This sounds excatly like what I was experiencing a couple of weeks ago and it turned out to be (as far as I am aware) that someone managed to get a hold of my email password. I came to this conclusion due to my outgoing SMTP mail server needing authentication, and also now 2 weeks on, after changing my passwords, I am receiving zero of these undelivered email reports etc.

Best advice I can give you from past experience, change all of your CPanel and email passwords.

NickyD,

Here's a couple things you might want to know about spam...

Nothing in the SMTP specification deals with authentication or forging. You can "say" anything that you want; and it isn't validated. For example, I can "say" that I'm you, list your return address, and go.

A common virus / zombie spamming tactic goes like this:

1. Infect target's computer
2. Harvest address book / inbox data
3. Send bogus emails out using target's return info (to everybody in the address book).
4. Save for later, so future spams look credible.

There are some ideas to limit the forging; but none have been widely enough adopted to be useful.

I run the mail systems for some pretty major lending companies. Our spam volume is ridiculous. We have a long list of custom filters.

We immediately search all emails for any executable code (infectious or not). Always remember, a virus isn't known on day zero. We also have several different white/gray/black lists working. We have special filters for inline images as well. The inline image filters stop a ton of stuff. Since we whitelist first, we don't lose much good stuff in the mix.

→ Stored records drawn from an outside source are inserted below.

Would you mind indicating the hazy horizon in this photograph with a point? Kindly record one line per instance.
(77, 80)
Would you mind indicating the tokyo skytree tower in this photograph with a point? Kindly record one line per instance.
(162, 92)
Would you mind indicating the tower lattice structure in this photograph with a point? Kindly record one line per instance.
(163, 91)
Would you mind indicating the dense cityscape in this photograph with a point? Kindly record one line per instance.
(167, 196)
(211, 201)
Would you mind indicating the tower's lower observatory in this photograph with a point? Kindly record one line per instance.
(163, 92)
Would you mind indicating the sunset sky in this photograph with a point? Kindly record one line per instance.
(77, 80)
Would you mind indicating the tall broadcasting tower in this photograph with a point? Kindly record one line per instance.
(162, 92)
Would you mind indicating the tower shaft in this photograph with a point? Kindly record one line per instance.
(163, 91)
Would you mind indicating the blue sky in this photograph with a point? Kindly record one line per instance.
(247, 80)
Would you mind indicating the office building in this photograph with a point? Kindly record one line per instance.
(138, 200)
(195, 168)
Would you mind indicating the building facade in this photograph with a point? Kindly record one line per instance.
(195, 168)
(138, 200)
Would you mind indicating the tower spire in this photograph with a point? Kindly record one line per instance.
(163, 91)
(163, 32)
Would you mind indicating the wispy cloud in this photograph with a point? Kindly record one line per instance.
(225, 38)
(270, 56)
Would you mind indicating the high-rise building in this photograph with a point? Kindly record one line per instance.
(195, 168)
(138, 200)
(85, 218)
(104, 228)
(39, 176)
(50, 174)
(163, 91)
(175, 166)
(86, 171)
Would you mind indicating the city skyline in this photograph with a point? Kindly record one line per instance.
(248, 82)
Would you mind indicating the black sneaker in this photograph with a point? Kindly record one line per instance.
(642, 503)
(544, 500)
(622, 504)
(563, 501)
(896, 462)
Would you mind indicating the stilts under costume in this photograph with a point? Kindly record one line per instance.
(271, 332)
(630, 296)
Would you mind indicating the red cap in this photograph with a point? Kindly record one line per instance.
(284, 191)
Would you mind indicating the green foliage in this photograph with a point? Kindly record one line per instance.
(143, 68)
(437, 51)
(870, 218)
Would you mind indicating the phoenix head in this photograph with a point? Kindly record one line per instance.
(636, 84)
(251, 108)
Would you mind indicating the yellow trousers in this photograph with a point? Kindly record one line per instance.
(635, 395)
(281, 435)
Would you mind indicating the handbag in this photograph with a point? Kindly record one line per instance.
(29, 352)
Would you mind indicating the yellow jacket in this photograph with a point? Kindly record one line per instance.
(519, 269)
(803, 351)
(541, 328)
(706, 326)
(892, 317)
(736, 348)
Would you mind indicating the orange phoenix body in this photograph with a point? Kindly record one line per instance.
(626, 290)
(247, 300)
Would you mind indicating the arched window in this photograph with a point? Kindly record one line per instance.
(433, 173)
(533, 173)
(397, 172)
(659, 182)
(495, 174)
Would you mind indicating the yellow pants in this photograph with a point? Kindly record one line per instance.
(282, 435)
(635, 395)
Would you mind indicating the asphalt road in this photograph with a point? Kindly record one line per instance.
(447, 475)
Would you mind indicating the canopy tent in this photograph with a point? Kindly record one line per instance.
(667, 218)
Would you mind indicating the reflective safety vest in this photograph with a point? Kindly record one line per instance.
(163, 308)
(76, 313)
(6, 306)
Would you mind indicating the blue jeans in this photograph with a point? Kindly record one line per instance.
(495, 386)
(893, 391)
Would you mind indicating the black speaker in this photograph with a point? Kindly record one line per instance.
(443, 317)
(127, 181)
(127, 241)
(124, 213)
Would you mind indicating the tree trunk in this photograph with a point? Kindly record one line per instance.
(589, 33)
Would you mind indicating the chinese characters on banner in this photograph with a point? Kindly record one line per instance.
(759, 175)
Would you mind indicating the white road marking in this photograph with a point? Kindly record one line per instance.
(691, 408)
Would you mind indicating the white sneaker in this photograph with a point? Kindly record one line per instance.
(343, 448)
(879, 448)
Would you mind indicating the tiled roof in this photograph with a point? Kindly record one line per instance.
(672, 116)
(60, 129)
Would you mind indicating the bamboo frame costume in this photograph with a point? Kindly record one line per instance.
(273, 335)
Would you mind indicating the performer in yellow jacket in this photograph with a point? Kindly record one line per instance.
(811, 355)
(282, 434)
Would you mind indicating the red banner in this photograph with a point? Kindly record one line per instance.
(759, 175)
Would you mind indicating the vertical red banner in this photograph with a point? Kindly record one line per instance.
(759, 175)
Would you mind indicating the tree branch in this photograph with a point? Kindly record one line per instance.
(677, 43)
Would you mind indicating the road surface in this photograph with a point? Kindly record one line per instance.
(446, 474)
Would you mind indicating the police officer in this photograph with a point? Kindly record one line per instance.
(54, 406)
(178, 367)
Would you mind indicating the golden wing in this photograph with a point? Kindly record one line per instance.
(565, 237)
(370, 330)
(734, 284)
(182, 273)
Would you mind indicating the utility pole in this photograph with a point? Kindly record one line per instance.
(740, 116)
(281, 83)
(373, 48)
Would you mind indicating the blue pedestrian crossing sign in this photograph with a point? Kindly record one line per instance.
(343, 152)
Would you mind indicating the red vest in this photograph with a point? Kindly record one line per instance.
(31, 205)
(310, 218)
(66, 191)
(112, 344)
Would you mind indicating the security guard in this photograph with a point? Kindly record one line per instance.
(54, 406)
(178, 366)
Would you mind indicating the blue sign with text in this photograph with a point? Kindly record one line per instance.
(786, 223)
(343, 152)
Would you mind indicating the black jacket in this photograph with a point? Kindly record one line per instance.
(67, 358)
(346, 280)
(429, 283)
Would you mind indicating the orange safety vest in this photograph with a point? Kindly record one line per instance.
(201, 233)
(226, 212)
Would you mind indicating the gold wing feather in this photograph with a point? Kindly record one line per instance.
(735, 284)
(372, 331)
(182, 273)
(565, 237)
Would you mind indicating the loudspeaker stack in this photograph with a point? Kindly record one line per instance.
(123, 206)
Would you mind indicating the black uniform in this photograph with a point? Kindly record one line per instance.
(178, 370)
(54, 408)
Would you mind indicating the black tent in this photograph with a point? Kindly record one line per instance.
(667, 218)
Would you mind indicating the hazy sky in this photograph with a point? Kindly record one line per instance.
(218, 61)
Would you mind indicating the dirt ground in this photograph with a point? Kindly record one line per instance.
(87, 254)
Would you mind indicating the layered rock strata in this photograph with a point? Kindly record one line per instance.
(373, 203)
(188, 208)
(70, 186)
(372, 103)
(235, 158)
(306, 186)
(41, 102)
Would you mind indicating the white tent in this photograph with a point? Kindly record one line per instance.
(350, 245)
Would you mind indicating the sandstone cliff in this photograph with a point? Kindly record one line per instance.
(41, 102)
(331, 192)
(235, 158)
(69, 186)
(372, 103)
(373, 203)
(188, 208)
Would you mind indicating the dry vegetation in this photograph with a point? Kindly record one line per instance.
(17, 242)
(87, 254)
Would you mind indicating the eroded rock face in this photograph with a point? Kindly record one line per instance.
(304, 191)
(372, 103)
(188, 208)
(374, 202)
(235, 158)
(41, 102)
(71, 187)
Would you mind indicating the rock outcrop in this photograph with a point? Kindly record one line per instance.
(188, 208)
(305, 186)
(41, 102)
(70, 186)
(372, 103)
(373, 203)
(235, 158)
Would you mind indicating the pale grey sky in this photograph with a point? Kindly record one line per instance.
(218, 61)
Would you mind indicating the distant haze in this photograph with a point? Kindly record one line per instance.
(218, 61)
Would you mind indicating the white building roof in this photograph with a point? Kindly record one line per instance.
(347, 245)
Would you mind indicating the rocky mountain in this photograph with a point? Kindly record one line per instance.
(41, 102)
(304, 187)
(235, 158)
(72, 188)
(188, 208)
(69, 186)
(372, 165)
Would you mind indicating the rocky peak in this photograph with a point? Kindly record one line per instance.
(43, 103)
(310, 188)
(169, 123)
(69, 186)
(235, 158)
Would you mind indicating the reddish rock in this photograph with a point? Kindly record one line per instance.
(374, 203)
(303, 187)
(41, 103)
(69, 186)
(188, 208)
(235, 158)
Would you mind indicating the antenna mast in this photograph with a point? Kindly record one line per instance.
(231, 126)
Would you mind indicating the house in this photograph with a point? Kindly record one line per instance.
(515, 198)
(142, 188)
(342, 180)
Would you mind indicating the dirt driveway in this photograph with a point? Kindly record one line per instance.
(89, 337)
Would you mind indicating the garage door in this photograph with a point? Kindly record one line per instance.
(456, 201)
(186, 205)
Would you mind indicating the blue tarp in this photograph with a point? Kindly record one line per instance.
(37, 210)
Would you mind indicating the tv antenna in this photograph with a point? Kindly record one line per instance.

If they would be of any use to you, I'd be happy to tell you more about how we filter, or share some of our lists.

Hope this helps.

-Ben

P.S. Christoper is dead right also. Spam relaying happens quite frequently, if you aren't careful.

I don't know much about your mail hosting; so I'll just describe the approaches that we use:

We use a many-tiered filter approach. It allows us to be pretty strict with minimal losses. We only retrieve about one message per week from our Quarantine box.

First Priority:

Kill anything *known* to be infected (via virus scanner)

Second Priority:

Stop filtering if user is authenticated (it's one of us). This allows us to send out (or to each other) anything we want. For example, we can use the forbidden word "viagra" that gets outside emails killed.

Third Priority:

Delete any emails that contain blacklist keywords in the subject or body. These are the worst of the worst, like "viagra" or "rolex".

Delete any emails that use forbidden X-Mailers.

Fourth Priority:

Stop processing filters for anything on the whitelists (keywords that relate to our business). We run these first, before the more broad graylist deletes.

Fifth Priority:

Quarantine any emails that contain graylist keywords in the subject or body.

Delete any email that contains an executable attachment (known virus or not).

Delete any email containing an inline image (normal users attach, not inline).

Sixth Priority:

Quarantine by broad match rules "via*", "phar*", "teen*", etc.
Quarantine by excessive / deceptive CSS.



It's a lot of steps, but it works really well for us. Hope this helps.

-Ben

No problem. Email me if you want the specific gray or black lists.

Syuk,

Thanks for mentioning the server blacklisting. I completely forgot about it in my posts. We use SpamCop and SpamHaus. I forgot about it, as it is outside our normal filter structure. We handle those as a pre-acceptance denial.

Actually, I'd be curious to hear... What mail server software does the rest of the group use?

Very informative. Thanks for the info everyone.

Josh, that's what was happening to me as well, getting email's from such addresses as: xygs@edg3.co.uk / yubdbhlb@edg3.co.uk / etc.

I just decided to turn off my catch all account and bounce any email that isn't sent to my specific addresses. Not sure if that's an option with you. Depends do you get many real emails through mistyped email addresses?